Molecular cloning of the whole biosynthetic pathway of a Streptomyces antibiotic and its expression in a heterologous host.

The application of molecular cloning to antibiotic-producing microorganisms should lead to enhanced antibiotic productivity and to the biosynthesis of novel antibiotics by in vitro interspecific recombination. To allow such approaches, the genes for antibiotic synthesis must be isolated, analysed and perhaps modified. Certain Streptomyces species produce nearly two-thirds of the known natural antibiotics; the recent development of cloning systems in the genus makes it possible to isolate and analyse Streptomyces genes. However, antibiotics are metabolites which require sets of several enzymes for their synthesis and attempts to isolate the corresponding genes have so far yielded clones carrying either individual genes of the set, or only incomplete gene sets.
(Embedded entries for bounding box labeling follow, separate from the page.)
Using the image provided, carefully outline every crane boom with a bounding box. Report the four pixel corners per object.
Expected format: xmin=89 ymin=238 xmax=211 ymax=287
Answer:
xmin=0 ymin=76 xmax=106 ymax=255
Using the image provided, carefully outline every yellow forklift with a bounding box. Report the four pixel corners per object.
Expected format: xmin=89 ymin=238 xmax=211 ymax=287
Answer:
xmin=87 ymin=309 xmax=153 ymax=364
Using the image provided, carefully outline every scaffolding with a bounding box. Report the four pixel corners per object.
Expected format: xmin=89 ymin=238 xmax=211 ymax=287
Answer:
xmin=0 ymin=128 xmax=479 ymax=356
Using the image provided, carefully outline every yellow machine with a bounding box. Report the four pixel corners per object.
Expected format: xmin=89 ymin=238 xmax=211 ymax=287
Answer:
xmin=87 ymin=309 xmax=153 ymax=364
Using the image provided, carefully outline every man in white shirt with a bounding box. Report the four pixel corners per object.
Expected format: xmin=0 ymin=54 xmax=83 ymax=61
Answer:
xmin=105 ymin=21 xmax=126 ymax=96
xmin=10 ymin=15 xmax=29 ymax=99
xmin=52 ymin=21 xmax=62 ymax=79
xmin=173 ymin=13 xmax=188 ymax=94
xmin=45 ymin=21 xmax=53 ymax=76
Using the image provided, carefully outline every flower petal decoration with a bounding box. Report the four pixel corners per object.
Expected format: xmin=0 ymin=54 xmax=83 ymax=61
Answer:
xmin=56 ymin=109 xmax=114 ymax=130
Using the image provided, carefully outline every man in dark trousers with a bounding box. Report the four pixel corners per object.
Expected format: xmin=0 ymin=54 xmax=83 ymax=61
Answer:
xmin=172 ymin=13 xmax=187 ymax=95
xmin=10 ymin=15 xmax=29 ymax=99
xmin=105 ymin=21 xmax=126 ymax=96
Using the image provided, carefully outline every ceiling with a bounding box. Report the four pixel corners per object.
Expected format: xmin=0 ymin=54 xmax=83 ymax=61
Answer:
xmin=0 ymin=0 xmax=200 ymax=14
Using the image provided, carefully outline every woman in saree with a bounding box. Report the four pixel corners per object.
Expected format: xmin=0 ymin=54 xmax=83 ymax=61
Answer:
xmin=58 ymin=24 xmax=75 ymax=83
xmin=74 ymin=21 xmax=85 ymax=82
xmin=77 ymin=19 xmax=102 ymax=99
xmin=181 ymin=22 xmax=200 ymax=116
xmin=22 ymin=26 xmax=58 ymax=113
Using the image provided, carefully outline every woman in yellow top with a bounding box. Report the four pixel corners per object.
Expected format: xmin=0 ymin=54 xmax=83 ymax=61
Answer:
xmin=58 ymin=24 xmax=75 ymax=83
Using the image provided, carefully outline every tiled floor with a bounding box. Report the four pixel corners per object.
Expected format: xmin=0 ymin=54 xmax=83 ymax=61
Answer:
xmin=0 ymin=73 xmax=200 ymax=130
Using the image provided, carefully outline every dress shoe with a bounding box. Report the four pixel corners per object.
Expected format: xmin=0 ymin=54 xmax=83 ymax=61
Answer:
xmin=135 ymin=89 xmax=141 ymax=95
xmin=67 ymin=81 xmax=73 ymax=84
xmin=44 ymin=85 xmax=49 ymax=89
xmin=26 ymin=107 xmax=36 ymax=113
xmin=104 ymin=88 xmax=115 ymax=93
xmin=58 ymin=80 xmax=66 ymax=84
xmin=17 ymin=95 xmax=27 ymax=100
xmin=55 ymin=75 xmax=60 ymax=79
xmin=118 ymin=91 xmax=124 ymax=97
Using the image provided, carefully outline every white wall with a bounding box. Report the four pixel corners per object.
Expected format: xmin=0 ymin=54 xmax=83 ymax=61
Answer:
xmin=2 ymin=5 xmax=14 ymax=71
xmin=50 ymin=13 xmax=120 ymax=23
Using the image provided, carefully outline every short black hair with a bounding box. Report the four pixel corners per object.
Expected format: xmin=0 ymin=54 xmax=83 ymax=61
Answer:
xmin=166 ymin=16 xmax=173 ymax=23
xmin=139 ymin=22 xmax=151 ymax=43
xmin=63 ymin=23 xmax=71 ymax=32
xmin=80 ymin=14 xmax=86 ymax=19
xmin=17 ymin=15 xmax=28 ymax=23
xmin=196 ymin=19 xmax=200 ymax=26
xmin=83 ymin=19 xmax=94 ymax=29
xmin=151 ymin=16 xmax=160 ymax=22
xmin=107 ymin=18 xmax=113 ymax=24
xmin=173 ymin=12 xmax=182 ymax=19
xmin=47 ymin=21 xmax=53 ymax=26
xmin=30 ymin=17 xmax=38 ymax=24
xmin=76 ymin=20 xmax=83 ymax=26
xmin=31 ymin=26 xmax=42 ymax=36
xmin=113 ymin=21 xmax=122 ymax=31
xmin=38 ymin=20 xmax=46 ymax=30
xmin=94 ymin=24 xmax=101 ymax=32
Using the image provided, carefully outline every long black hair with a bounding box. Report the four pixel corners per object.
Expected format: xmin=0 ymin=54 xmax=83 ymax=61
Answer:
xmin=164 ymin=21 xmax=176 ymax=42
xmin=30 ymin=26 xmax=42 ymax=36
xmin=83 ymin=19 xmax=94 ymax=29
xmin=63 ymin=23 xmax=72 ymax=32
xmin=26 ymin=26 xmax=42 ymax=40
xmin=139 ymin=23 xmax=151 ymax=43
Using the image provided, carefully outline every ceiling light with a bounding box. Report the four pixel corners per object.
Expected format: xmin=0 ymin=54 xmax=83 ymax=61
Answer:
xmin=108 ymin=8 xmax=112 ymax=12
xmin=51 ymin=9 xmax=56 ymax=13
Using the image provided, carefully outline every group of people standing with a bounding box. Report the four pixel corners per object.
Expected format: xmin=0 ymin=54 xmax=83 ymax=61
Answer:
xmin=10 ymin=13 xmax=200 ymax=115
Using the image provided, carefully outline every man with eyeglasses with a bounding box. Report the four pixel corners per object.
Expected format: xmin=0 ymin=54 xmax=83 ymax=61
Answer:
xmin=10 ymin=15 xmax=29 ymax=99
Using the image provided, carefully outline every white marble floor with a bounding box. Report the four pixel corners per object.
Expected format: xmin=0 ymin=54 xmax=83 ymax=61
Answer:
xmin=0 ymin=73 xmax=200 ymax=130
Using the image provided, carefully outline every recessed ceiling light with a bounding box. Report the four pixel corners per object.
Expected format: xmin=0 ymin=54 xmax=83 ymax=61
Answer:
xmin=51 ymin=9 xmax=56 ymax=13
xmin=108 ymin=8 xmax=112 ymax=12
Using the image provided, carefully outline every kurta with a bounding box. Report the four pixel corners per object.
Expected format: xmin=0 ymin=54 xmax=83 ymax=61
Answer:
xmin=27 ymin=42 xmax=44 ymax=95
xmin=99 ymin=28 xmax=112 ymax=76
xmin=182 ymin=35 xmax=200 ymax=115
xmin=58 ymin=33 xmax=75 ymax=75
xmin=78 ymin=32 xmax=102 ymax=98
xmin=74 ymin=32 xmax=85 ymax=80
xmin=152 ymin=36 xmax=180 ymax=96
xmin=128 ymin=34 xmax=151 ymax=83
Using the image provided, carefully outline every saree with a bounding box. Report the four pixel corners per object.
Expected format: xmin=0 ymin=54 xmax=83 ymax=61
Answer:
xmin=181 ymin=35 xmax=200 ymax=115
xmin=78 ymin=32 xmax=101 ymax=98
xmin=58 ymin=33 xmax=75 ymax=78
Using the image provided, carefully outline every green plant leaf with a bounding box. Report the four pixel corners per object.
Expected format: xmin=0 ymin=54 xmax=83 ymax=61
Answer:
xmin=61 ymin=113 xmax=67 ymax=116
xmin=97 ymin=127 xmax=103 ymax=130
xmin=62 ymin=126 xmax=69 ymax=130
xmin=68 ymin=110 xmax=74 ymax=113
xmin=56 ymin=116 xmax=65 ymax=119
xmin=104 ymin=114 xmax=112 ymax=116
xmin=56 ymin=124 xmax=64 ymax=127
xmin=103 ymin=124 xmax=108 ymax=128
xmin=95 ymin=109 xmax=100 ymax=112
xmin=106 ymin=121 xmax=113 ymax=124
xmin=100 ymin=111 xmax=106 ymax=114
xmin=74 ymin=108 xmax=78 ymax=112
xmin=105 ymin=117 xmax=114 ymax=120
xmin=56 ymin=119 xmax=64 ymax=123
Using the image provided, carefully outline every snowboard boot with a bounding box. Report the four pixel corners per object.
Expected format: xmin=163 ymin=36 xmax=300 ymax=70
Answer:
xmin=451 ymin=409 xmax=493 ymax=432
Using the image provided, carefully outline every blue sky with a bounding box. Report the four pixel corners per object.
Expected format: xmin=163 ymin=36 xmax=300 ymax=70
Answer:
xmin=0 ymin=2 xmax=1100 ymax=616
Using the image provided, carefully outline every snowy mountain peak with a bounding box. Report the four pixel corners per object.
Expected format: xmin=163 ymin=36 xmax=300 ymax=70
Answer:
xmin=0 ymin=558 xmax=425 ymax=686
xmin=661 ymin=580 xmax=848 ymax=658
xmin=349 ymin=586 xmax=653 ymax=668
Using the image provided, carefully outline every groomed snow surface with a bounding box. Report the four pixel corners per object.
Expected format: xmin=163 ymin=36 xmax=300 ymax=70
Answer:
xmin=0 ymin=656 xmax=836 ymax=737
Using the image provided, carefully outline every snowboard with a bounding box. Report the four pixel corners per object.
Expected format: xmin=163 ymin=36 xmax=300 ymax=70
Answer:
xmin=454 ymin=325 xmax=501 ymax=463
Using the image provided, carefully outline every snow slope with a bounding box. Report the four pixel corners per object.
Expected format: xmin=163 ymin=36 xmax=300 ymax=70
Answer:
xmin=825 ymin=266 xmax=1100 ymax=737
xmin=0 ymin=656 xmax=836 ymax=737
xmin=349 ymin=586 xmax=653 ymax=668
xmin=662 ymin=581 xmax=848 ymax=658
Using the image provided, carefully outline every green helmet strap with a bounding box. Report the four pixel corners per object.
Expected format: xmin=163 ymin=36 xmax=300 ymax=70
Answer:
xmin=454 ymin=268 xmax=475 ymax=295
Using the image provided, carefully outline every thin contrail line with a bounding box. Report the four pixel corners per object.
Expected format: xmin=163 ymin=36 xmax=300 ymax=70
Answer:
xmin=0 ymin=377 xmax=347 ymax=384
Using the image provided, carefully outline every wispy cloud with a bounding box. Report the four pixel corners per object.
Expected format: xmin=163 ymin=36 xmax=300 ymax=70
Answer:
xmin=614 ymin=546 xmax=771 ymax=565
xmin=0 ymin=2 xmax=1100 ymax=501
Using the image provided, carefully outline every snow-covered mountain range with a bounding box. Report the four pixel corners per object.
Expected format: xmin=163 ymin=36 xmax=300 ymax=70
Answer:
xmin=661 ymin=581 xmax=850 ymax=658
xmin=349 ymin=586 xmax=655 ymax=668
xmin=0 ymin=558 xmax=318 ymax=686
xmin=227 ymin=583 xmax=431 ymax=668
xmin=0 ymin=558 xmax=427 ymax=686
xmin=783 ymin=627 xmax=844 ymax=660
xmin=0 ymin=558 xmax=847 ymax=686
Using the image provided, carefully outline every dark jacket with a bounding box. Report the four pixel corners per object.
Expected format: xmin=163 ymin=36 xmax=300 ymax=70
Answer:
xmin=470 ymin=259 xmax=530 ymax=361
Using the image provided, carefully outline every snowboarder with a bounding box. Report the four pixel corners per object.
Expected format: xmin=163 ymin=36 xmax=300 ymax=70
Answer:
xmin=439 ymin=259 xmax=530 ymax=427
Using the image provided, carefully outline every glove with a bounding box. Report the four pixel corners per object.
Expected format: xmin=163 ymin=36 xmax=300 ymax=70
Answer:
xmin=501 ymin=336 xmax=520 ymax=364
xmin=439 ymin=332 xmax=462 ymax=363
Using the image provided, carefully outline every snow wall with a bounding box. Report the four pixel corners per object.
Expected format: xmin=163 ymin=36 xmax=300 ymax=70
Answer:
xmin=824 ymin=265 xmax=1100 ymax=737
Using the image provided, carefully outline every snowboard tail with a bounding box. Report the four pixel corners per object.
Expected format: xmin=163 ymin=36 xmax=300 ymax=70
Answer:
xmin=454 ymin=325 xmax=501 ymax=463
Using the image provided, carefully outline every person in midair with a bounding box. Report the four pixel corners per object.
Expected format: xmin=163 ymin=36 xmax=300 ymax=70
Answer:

We describe here the isolation of a large continuous segment of Streptomyces coelicolor DNA which apparently carries the complete genetic information required for synthesis of an antibiotic, actinorhodin , from simple primary metabolites. Not only can the cloned DNA 'complement' all available classes of actinorhodin non-producing mutants of S. coelicolor but, on introduction into a different host, Streptomyces parvulus , it directs the synthesis of the antibiotic. The tendency for the genes for antibiotic synthesis to be clustered together on the chromosomes of Streptomyces species and the availability of plasmid vectors which can carry stable inserts of DNA larger than 30 kilobase pairs (kb) and which can be introduced efficiently into Streptomyces protoplasts, suggest that the experiments described have general significance for this area of biotechnology.